The above scenario strikes me as highly complex / difficult and prone to errors. Maybe I'm missing something but I think giving the admin the ability to add dropdowns, allowing them to dictate how one dropdown affects the other (or more than one other) and how each in turn affects the pricing is asking for trouble.

Am I wrong? Is this do-able in a clean and efficient way without adding massively to development time?
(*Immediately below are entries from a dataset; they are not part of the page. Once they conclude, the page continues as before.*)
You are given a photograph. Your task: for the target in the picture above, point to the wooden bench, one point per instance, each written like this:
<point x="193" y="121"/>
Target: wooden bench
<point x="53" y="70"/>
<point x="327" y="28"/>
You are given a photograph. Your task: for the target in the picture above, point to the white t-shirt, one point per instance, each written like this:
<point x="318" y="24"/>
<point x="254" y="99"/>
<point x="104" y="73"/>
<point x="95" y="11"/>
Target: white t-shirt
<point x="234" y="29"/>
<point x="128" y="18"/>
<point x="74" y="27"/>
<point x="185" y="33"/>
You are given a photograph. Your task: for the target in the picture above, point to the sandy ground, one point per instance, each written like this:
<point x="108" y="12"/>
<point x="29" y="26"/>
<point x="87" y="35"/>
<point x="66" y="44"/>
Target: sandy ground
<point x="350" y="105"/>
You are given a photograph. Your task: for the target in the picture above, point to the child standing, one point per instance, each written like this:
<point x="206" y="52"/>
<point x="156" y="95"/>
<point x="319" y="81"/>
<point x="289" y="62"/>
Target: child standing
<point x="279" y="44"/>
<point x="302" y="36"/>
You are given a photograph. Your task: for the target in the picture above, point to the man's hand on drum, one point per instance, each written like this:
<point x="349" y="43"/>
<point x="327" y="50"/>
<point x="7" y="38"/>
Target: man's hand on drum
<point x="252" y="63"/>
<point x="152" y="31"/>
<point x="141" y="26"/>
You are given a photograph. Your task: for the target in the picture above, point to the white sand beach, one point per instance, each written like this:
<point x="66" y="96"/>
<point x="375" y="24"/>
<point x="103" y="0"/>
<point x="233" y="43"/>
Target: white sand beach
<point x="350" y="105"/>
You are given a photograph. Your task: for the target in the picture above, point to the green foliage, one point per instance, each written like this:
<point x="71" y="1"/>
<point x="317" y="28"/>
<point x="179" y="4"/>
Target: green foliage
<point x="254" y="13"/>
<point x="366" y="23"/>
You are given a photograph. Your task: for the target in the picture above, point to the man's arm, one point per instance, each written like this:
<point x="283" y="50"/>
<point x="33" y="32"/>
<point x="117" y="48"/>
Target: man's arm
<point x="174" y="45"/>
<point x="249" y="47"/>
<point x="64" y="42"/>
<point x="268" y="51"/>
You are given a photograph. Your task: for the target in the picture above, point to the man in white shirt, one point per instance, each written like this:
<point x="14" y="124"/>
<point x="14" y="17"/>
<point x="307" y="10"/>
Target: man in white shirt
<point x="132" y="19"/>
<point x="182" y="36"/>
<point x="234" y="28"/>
And, can anyone think of an ecommerce system that offers that level of customisation?

Thanks.

+1  A: 

Nearly every example of this kind of activity that I've seen uses a cascade, i.e. DDL1 updates DDL2 updates DDL3, etc. Allowing each DDL to effect the others does add to the complexity but I wouldn't put it as very difficult, it's just a case of probably using an AJAX for each DDL to provide updated lists for the other DDLs and the price for the selected options. You'd need to maintain the current selections, if available, as you updated each of the DDLs.

Lazarus
Ajax dropdowns would indeed do it, but the problem / diffiuclty wasn't in that aspect of it. It was giving the admin the ability to dynamically create as many of these dropdowns as they want, create the options in those dropdowns and then allow them to dictate how each dropdown affects the other dropdowns. On top of all that, how each change to each dropdown affects the price.That's the difficult part in my opinion.
ScaryJones
@ScaryJones. So.. this isnt a programming question?
PaulG
It is a programming question. If the above suggestion of AJAX dropdowns is the solution my question then becomes, how difficult / involved would people consider it to be? So, for example I can quite easily create a bunch of cascading AJAX dropdowns but building a system that can dynamically produce them? And dynamically assign which dropdown affects which other dropdown? And also in turn which dropdown affects the overall pricing?To me it would seem hugely complex and I'm just asking if it is that complex and if not then what would people suggest. Thanks.
ScaryJones
I think the answer here is to have a clear view of the problem space and to build the system accordingly. A system that allows a potentially infinite number of cascading DDLs isn't the answer here. I think there is a finite number of DDLs that can achieve unique product selection albeit that the DDLs used may vary, shoe size vs dress size for example. I would approach this from that perspective, know what the possible DDLs are and how they can be combined and I suspect you'll find a fair small (compared to the potentials) list of combinations that can be selected base on the product 'type'.